As is apparent from the afore-mentioned description, an adequate compensation corresponding to the presence or absence of the PRINT data and the number of the deflection steps is possible according to the present invention. In the case of the second embodiment shown in FIG. 5, the compensating amount to be memorized may be 8×8×32 bits, as it is so arranged that the basic charging code is generated from the charging code generating circuit 27. Although the second embodiment in which printing is successively performed has heretofore been described, it will be readily understood that, in the case of non-successive printing, too, the print distortion may adequately be compensated through re-arrangement of the compensating pattern and the basic charging code.
Moreover, by separating the memory into several blocks, the print distortion due to pressure, temperature, viscosity of ink, and so on, may be compensated.
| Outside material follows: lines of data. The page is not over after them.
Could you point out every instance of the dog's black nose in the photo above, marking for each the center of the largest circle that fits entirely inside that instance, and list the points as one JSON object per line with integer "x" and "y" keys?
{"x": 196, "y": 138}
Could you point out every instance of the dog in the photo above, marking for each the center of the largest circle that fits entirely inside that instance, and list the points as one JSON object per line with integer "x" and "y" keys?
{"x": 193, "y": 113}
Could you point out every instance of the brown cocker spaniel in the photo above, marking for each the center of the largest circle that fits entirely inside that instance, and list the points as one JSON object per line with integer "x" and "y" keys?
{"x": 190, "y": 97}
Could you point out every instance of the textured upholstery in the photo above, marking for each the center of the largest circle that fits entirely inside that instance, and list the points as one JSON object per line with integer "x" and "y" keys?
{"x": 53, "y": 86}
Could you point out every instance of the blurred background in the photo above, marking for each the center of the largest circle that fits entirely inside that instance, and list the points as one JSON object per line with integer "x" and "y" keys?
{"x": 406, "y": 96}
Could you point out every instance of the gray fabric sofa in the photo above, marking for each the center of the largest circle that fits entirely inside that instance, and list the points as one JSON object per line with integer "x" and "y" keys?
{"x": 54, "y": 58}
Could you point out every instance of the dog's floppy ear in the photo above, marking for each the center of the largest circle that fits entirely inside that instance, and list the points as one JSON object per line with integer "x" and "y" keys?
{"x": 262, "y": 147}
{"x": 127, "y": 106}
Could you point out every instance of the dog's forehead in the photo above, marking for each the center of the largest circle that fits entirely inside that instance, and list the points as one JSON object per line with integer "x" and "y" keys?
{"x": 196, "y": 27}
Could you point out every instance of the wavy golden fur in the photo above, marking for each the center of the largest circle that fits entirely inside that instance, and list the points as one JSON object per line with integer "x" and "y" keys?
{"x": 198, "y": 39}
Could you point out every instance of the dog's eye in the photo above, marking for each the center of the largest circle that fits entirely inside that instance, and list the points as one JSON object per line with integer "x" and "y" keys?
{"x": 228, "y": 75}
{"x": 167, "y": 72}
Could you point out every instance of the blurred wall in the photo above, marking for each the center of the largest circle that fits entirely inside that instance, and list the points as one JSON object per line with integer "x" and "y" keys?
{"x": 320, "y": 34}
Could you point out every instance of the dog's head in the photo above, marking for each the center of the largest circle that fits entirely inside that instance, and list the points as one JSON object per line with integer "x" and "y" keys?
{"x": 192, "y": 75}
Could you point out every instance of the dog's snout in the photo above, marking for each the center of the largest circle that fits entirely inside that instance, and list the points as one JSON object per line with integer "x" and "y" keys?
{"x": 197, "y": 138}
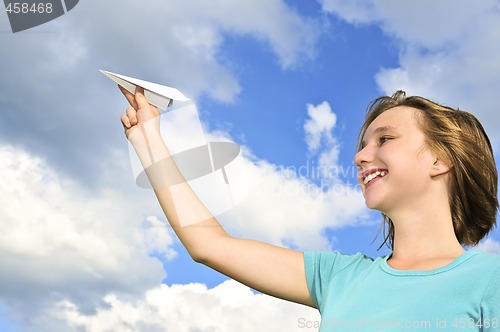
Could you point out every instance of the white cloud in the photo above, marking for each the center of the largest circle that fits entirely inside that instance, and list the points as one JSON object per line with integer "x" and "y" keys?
{"x": 60, "y": 241}
{"x": 319, "y": 126}
{"x": 453, "y": 62}
{"x": 294, "y": 205}
{"x": 228, "y": 307}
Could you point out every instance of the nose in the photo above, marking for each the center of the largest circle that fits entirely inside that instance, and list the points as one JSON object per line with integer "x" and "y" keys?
{"x": 363, "y": 156}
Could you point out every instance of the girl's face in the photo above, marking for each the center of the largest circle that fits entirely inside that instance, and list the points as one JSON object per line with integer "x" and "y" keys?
{"x": 395, "y": 164}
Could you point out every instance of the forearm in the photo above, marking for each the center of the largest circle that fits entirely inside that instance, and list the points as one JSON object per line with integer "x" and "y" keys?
{"x": 190, "y": 219}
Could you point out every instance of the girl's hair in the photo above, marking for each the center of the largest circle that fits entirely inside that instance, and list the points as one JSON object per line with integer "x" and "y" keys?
{"x": 458, "y": 138}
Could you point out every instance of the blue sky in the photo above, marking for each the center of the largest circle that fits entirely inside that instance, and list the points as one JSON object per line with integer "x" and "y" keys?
{"x": 83, "y": 248}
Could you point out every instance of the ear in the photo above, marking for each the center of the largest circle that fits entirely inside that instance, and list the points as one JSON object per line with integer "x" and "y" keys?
{"x": 440, "y": 167}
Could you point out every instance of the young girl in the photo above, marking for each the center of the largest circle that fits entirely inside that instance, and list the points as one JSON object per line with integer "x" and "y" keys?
{"x": 428, "y": 168}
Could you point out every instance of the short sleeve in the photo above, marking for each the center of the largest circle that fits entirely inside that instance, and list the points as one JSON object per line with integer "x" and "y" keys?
{"x": 490, "y": 304}
{"x": 322, "y": 267}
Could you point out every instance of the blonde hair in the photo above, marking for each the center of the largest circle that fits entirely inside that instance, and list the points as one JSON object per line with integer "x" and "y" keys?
{"x": 457, "y": 137}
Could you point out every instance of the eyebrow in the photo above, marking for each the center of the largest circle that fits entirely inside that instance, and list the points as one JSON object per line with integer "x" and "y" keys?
{"x": 381, "y": 129}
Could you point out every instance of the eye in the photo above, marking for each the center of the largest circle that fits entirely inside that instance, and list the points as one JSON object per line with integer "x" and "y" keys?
{"x": 383, "y": 139}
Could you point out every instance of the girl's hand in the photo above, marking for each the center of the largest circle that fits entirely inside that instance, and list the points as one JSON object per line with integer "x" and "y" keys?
{"x": 139, "y": 112}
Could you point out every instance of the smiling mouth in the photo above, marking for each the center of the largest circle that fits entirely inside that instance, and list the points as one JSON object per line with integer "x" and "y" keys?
{"x": 374, "y": 175}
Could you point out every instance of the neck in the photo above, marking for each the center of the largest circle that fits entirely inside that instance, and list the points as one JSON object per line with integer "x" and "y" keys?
{"x": 427, "y": 234}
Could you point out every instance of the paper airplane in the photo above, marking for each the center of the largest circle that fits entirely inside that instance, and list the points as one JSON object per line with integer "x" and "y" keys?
{"x": 161, "y": 96}
{"x": 197, "y": 159}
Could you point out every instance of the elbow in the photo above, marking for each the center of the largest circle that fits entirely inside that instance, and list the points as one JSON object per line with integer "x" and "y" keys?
{"x": 199, "y": 256}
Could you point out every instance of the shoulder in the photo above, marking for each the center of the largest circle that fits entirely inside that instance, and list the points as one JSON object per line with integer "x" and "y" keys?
{"x": 325, "y": 264}
{"x": 484, "y": 261}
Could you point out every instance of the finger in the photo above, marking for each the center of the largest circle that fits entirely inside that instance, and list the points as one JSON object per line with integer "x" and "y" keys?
{"x": 132, "y": 115}
{"x": 130, "y": 97}
{"x": 140, "y": 98}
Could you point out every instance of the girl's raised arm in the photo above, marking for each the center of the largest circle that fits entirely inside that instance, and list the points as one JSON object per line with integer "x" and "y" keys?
{"x": 269, "y": 269}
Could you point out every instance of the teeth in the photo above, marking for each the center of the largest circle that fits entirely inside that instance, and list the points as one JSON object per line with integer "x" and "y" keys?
{"x": 373, "y": 176}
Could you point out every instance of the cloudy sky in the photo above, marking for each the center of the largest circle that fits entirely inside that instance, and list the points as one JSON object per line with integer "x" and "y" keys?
{"x": 83, "y": 248}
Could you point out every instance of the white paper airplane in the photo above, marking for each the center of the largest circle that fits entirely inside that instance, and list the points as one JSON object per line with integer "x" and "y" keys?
{"x": 197, "y": 162}
{"x": 161, "y": 96}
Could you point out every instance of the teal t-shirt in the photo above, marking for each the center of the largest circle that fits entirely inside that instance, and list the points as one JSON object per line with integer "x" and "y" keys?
{"x": 358, "y": 293}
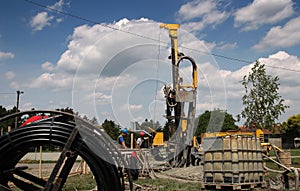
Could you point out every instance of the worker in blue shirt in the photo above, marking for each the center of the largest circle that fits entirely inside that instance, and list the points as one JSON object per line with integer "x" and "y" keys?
{"x": 121, "y": 138}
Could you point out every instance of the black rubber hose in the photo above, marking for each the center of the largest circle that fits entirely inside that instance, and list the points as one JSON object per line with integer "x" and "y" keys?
{"x": 92, "y": 145}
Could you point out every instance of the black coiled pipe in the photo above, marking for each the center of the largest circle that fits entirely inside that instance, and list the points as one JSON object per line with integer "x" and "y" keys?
{"x": 92, "y": 144}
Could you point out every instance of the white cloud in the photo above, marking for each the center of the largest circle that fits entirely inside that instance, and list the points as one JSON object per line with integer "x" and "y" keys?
{"x": 226, "y": 46}
{"x": 275, "y": 65}
{"x": 106, "y": 75}
{"x": 6, "y": 55}
{"x": 58, "y": 5}
{"x": 10, "y": 75}
{"x": 14, "y": 85}
{"x": 200, "y": 14}
{"x": 263, "y": 12}
{"x": 54, "y": 81}
{"x": 281, "y": 37}
{"x": 40, "y": 21}
{"x": 48, "y": 66}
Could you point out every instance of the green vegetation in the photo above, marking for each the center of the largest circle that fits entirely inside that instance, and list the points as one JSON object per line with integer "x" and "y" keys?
{"x": 80, "y": 182}
{"x": 262, "y": 102}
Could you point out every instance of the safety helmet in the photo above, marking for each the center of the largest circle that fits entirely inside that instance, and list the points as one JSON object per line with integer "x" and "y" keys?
{"x": 125, "y": 131}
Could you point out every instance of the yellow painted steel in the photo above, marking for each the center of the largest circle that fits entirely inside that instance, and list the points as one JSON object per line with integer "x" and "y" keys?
{"x": 158, "y": 139}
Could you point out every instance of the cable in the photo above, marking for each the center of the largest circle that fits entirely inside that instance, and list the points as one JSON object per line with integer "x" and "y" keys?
{"x": 149, "y": 38}
{"x": 157, "y": 75}
{"x": 93, "y": 145}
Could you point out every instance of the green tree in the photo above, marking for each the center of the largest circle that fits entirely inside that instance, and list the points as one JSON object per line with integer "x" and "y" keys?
{"x": 112, "y": 129}
{"x": 262, "y": 102}
{"x": 217, "y": 121}
{"x": 292, "y": 126}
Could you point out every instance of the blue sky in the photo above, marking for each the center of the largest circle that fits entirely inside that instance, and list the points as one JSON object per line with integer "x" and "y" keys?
{"x": 115, "y": 66}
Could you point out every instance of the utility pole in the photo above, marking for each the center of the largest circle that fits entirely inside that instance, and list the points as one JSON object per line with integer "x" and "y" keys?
{"x": 18, "y": 101}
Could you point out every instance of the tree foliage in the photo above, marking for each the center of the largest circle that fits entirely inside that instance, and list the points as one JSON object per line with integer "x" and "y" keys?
{"x": 292, "y": 126}
{"x": 262, "y": 102}
{"x": 217, "y": 121}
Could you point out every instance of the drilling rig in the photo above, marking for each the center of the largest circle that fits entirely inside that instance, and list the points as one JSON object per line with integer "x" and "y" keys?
{"x": 180, "y": 104}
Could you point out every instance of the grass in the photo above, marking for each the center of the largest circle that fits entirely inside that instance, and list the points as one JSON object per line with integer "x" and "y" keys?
{"x": 80, "y": 182}
{"x": 169, "y": 185}
{"x": 86, "y": 182}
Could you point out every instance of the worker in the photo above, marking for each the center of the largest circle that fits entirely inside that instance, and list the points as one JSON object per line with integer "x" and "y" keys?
{"x": 140, "y": 141}
{"x": 121, "y": 138}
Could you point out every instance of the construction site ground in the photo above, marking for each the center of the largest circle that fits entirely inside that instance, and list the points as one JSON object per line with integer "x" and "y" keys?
{"x": 161, "y": 177}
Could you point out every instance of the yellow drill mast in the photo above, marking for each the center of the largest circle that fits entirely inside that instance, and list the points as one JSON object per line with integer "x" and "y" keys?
{"x": 177, "y": 97}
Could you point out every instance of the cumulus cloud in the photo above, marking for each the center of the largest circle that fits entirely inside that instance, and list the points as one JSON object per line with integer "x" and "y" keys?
{"x": 48, "y": 66}
{"x": 40, "y": 21}
{"x": 58, "y": 5}
{"x": 200, "y": 14}
{"x": 44, "y": 19}
{"x": 105, "y": 75}
{"x": 263, "y": 12}
{"x": 277, "y": 64}
{"x": 281, "y": 36}
{"x": 6, "y": 55}
{"x": 10, "y": 75}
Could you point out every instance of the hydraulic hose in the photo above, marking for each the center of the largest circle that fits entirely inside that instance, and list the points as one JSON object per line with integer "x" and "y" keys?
{"x": 91, "y": 143}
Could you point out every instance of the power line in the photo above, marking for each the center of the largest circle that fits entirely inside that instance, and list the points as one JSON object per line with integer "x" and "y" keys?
{"x": 6, "y": 93}
{"x": 149, "y": 38}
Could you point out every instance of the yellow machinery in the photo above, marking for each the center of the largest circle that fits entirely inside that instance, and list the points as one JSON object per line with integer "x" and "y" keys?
{"x": 180, "y": 105}
{"x": 258, "y": 133}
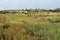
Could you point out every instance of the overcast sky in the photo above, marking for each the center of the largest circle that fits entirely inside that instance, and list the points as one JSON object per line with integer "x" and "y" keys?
{"x": 22, "y": 4}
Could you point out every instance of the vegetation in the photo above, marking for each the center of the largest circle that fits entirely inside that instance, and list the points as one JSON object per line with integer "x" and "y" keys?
{"x": 30, "y": 24}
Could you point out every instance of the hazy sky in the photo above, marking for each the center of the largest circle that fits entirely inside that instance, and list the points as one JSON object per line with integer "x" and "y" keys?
{"x": 22, "y": 4}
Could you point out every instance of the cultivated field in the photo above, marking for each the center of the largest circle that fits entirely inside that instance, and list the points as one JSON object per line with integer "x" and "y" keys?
{"x": 29, "y": 25}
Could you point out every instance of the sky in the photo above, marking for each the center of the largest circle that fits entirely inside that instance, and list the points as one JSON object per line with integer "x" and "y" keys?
{"x": 23, "y": 4}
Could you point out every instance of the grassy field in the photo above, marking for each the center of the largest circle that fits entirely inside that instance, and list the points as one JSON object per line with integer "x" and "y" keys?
{"x": 33, "y": 26}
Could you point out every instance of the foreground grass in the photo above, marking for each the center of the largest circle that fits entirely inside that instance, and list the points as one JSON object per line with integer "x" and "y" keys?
{"x": 21, "y": 27}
While, in the preferred embodiments compensation is performed with respect to the influence by 4 preceding ink droplets and 3 subsequent ink droplets, the number of ink droplets that may be compensated is not limited to that described here, since the number may vary depending on the distance from the ink ejection head to the recording medium.
While the present invention has been particularly disclosed and described with reference to preferred embodiments thereof, it will be understood by those skilled in the art that various changes in form and details may be made without departing from the spirit and scope of the present invention.